In prtClassRvm the “kernels” property can be set to the prtKernel of our choosing. The RVM is essentially a sparse (it tries to have most coefficients be zero) linear classifier that opperates on kernel transformed data. Let’s look at some classification results of prtDataGenBimodal using several different choices for the kernel.
subplot(2,2,1) plot(train(prtClassRvm(‘kernels’,prtKernelRbf(‘sigma’,2)),ds)) title(‘RBF Kernel RVM’);
subplot(2,2,2) plot(train(prtClassRvm(‘kernels’,prtKernelHyperbolicTangent),ds)) title(‘Hyperbolic Tangent Kernel RVM’);
subplot(2,2,3) plot(train(prtClassRvm(‘kernels’,prtKernelPolynomial),ds)) title(‘Polynomial Kernel RVM’);
subplot(2,2,4) plot(train(prtClassRvm(‘kernels’,prtKernelDirect),ds)) title(‘Direct Kernel RVM’);
As you can see the correct choice for the kernel is very important for robust classifcation. The RBF kenerl is a common choice but even it has the sigma parameter which can grealy impact performance. One interesting variant of the RBF kernel is call prtKernelRbfNeighborhoodScaled. This kernel sets the sigma parameter differently for each data point depending on the local neighborhood of the training point.

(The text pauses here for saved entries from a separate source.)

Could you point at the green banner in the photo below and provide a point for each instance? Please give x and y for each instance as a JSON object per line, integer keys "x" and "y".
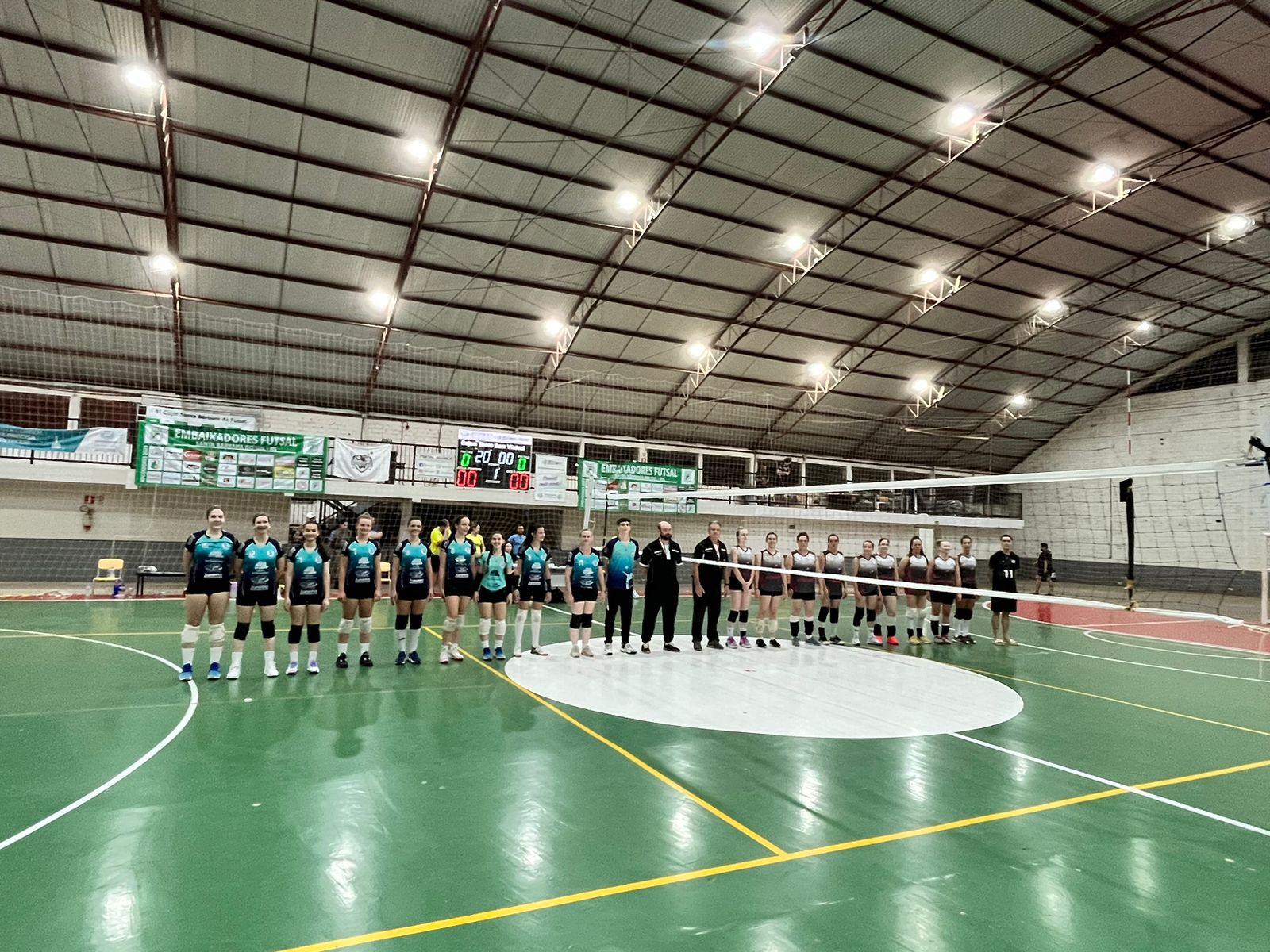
{"x": 209, "y": 457}
{"x": 94, "y": 440}
{"x": 609, "y": 480}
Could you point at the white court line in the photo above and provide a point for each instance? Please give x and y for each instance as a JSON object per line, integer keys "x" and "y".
{"x": 1257, "y": 657}
{"x": 1143, "y": 664}
{"x": 131, "y": 768}
{"x": 1127, "y": 789}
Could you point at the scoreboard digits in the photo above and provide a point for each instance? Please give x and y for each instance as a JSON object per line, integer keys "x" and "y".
{"x": 493, "y": 461}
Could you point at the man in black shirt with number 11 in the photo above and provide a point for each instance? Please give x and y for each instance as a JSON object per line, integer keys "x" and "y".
{"x": 1005, "y": 578}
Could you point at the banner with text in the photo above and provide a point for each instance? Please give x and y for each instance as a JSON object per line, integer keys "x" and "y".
{"x": 210, "y": 457}
{"x": 607, "y": 480}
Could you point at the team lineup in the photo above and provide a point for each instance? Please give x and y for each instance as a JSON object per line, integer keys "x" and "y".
{"x": 455, "y": 565}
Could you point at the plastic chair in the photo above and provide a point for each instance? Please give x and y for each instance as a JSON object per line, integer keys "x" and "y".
{"x": 108, "y": 570}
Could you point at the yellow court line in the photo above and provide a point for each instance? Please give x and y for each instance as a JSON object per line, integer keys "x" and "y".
{"x": 1114, "y": 700}
{"x": 673, "y": 785}
{"x": 641, "y": 885}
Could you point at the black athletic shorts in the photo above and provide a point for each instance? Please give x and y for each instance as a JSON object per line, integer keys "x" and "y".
{"x": 267, "y": 598}
{"x": 492, "y": 596}
{"x": 207, "y": 587}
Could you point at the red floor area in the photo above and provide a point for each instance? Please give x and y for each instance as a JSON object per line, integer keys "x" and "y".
{"x": 1149, "y": 625}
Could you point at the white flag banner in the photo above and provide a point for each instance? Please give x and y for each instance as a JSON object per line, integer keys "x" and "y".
{"x": 365, "y": 463}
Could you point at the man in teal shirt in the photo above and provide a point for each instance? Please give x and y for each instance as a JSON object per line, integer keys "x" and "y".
{"x": 620, "y": 554}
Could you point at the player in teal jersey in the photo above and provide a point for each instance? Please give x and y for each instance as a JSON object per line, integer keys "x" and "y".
{"x": 306, "y": 593}
{"x": 533, "y": 570}
{"x": 360, "y": 589}
{"x": 583, "y": 587}
{"x": 258, "y": 562}
{"x": 209, "y": 562}
{"x": 410, "y": 587}
{"x": 622, "y": 555}
{"x": 457, "y": 584}
{"x": 495, "y": 565}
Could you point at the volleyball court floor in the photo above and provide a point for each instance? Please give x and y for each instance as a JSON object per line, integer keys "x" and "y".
{"x": 1121, "y": 804}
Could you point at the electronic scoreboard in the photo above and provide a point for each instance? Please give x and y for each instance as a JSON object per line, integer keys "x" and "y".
{"x": 493, "y": 460}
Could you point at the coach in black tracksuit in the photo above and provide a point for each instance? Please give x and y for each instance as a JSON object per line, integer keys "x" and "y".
{"x": 660, "y": 559}
{"x": 708, "y": 587}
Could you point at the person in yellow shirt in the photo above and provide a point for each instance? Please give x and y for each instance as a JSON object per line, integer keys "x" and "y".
{"x": 435, "y": 541}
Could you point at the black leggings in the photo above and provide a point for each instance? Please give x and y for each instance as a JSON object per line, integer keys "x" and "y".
{"x": 619, "y": 601}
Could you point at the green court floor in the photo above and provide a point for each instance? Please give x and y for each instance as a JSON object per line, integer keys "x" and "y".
{"x": 446, "y": 809}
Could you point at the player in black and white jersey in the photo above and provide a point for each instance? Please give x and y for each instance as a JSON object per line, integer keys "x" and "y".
{"x": 943, "y": 571}
{"x": 888, "y": 570}
{"x": 832, "y": 562}
{"x": 967, "y": 565}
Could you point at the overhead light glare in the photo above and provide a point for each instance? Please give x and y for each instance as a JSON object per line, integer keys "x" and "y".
{"x": 1236, "y": 226}
{"x": 140, "y": 76}
{"x": 163, "y": 264}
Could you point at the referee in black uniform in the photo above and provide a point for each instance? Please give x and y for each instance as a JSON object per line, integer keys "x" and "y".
{"x": 708, "y": 587}
{"x": 662, "y": 559}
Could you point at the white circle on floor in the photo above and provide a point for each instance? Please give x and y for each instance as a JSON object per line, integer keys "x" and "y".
{"x": 794, "y": 692}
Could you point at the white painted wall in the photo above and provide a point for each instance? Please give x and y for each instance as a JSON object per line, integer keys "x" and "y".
{"x": 1216, "y": 522}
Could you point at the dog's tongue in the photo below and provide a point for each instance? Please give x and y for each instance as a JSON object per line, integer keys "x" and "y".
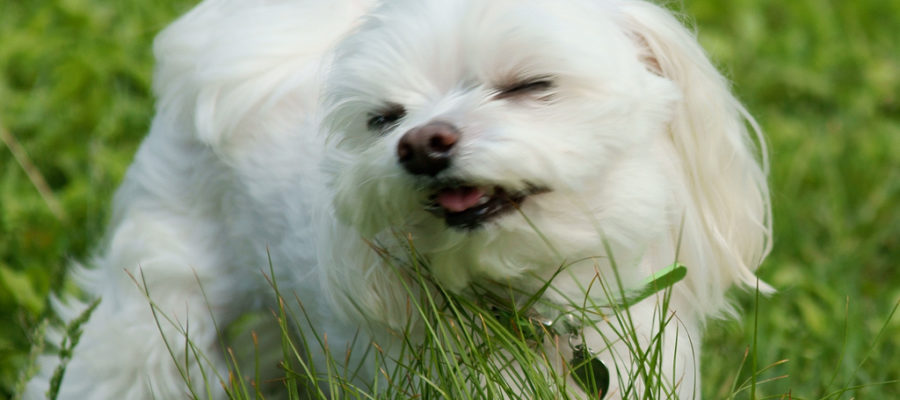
{"x": 459, "y": 199}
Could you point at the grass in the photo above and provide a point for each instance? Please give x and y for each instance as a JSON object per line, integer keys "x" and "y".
{"x": 822, "y": 77}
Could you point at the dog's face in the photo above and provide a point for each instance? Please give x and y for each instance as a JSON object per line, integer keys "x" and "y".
{"x": 445, "y": 117}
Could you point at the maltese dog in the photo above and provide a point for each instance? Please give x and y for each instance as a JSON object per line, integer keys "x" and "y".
{"x": 515, "y": 144}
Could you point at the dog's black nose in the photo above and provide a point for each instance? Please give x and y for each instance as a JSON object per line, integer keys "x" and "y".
{"x": 426, "y": 150}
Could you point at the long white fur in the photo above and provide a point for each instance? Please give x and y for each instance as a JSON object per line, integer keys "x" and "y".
{"x": 260, "y": 144}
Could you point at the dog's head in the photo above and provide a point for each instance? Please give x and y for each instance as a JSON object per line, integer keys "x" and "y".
{"x": 473, "y": 120}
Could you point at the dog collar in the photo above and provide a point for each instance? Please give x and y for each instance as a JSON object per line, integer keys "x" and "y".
{"x": 533, "y": 322}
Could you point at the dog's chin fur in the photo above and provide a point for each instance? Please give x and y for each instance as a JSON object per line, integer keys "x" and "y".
{"x": 262, "y": 147}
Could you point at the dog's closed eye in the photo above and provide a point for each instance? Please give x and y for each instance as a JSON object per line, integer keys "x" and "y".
{"x": 533, "y": 86}
{"x": 386, "y": 118}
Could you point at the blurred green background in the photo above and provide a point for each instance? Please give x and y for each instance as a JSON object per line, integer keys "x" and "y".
{"x": 821, "y": 76}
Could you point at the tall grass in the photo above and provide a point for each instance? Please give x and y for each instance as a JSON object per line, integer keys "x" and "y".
{"x": 821, "y": 76}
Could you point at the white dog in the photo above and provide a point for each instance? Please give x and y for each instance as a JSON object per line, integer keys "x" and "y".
{"x": 504, "y": 137}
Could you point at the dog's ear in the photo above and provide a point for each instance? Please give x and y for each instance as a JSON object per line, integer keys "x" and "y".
{"x": 728, "y": 216}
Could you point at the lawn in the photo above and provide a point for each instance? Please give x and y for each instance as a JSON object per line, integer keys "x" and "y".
{"x": 821, "y": 76}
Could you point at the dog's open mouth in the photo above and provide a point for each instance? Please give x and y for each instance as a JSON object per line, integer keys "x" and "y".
{"x": 468, "y": 207}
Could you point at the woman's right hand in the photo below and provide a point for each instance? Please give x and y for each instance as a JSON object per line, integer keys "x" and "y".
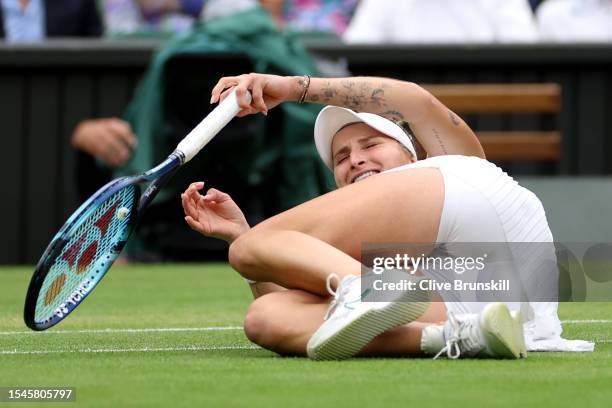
{"x": 267, "y": 91}
{"x": 214, "y": 214}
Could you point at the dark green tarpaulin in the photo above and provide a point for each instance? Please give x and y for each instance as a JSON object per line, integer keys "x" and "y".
{"x": 290, "y": 149}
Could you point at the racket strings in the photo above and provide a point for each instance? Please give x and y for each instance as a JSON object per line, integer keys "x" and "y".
{"x": 89, "y": 252}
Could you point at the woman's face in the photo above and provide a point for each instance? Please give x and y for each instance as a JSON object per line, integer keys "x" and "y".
{"x": 359, "y": 151}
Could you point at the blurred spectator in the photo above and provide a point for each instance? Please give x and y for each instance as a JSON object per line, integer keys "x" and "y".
{"x": 535, "y": 4}
{"x": 35, "y": 20}
{"x": 324, "y": 16}
{"x": 150, "y": 16}
{"x": 442, "y": 21}
{"x": 575, "y": 20}
{"x": 110, "y": 139}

clf; % Clear those subplots from earlier plot(train(prtClassRvm(‘kernels’,prtKernelRbfNeighborhoodScaled),ds)) title(‘Locally Scaled RBF Kernel RVM’);
In the forum the other day someone asked if we could do non-linear regression with multi-dimensional output. Sadly, the answer is “not directly” but using kernels you can. By transforming the data to kernel space and then using a linear regression technique you can perform non-linear regression. I wont copy the content over here but check out the answer from the forum. http://www.newfolderconsulting.com/node/412
This was a pretty quick overview of things you can do with kernels in the PRT. We don’t have every kernel but we have quite a few. If there is something you think we should add let us know.